Yeah. That optimization effort goes on every day regardless of commodity price. We always try to drill and complete these wells better, cheaper and faster than we did the prior well. So that optimization effort and those efficiency gains, we continue to see on a day to day basis and I fully expect them to be realized in 2015 as well. One of the things wells that I think is important is that about 3 quarters of our wells in 2015 will be drilled on multi well pads.

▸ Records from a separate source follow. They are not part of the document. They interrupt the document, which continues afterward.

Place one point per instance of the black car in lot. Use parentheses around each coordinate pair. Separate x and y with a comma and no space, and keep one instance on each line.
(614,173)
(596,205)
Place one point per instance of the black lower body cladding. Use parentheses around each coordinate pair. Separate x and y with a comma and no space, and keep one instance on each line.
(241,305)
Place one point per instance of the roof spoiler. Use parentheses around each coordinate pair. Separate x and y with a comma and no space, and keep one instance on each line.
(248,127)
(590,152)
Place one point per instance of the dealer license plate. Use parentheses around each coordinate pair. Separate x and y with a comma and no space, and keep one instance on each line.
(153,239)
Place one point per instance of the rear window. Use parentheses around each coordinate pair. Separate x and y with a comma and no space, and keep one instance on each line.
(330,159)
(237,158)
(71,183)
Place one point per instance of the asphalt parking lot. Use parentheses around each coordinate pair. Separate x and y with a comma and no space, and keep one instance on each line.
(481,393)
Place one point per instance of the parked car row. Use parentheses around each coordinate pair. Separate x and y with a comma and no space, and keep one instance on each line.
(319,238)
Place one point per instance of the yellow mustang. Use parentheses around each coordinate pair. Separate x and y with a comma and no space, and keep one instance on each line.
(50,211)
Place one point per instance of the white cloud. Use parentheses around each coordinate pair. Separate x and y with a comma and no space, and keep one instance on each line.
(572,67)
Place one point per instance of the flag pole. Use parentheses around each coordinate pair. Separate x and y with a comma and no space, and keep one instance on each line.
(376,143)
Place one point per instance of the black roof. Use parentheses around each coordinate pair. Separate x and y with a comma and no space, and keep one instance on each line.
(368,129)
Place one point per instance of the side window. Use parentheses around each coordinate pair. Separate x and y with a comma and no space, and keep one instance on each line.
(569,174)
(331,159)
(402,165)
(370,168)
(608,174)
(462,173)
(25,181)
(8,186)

And there's inherent cost savings associated with the efficiencies of multi well pads. And we've tried to dial that into our expectations, but I anticipate that accelerating throughout the year as well.

Speaker 8

Perfect. And just one more and I'm sorry if I missed it, but did you guys give a Wolfcamp Lower Spraberry and kind of other split of that 50 to 60 gross wells in 2015?

Speaker 2

Yes. About 2 thirds to 3 quarters of the wells in 2015 will be drilled in Lower Spraberry and the remainder will be in the Wolfcamp intervals.

Speaker 8

Perfect. Thanks so much.

Speaker 2

You bet, Will. Thanks.

Speaker 1

Our next question comes from the line of Steven Carpool of Credit Suisse. Your line is open.

Speaker 10

Good morning, guys.

Speaker 2

Hey, good morning, Steven.

Speaker 10

You alluded to it a bit on efficiency and what you're going to do on rate of return certainly in Spanish Trail. But what does it take for you to do to go back and drill a vertical well? If you look at where costs come down, what changes or maybe where costs are or maybe it's a price to start thinking about what you do on your acreage?

Speaker 2

Stephen, you've been a part of the Diamondback store for a couple of years now. And you know that right after the IPO, we shifted the whole company strategy away from vertical wells and that strategy hadn't changed. The only time we're going to drill vertical wells is where I can't address a lease obligation issue with the horizontal well. So there's really very based on the higher rate of return, based on capital efficiency and finding cost, our capital deployed is always better using horizontal wells than vertical wells. So I've let a horse I've only had one essentially one, maybe 1.5 vertical rigs working in 2014 and it's on its last well right now.

And we'll just barely pick it up maybe for a couple of wells this year that address obligations that I can't get done with the horizontal well.

Speaker 10

Since you mentioned the obligations, you alluded to it a bit with I think the use of the Viper units as well. Is there how much of an issue you think it is for other operators? And how much of an opportunity is it for you to be able to take over others' obligations? Does that become a real opportunity yet? Or is it are we still a little ways away?

Speaker 2

Well, we always like I mentioned in my prepared remarks, we're always opportunistic for looking to do an accretive deal. And whether that accretive deal takes the form of drilled earns or other JV type structures, we're actively out in the marketplace looking for those things. I'll probably say that the bulk of those opportunities are still in front of us, would be my guess based on the prolonged lower commodity price and potentially recalibration of folks borrowing base in the Q2 that may create some more opportunities for us.

Speaker 10

Thanks, Travis.

Speaker 2

You bet, Steven.

Speaker 1

Ladies and gentlemen, that concludes our question and answer session for today. I'd like to turn the call back to Travis Stice, CEO. Sir, the floor is yours.

Speaker 2

Thank you. And again, thanks everyone for participating in today's calls. If you have any questions, please reach out to us using the contact information provided. You all guys have a great day. Thanks a bunch.

Speaker 1

Ladies and gentlemen, thank you for participating in today's conference. You may now disconnect. Everyone have a wonderful day.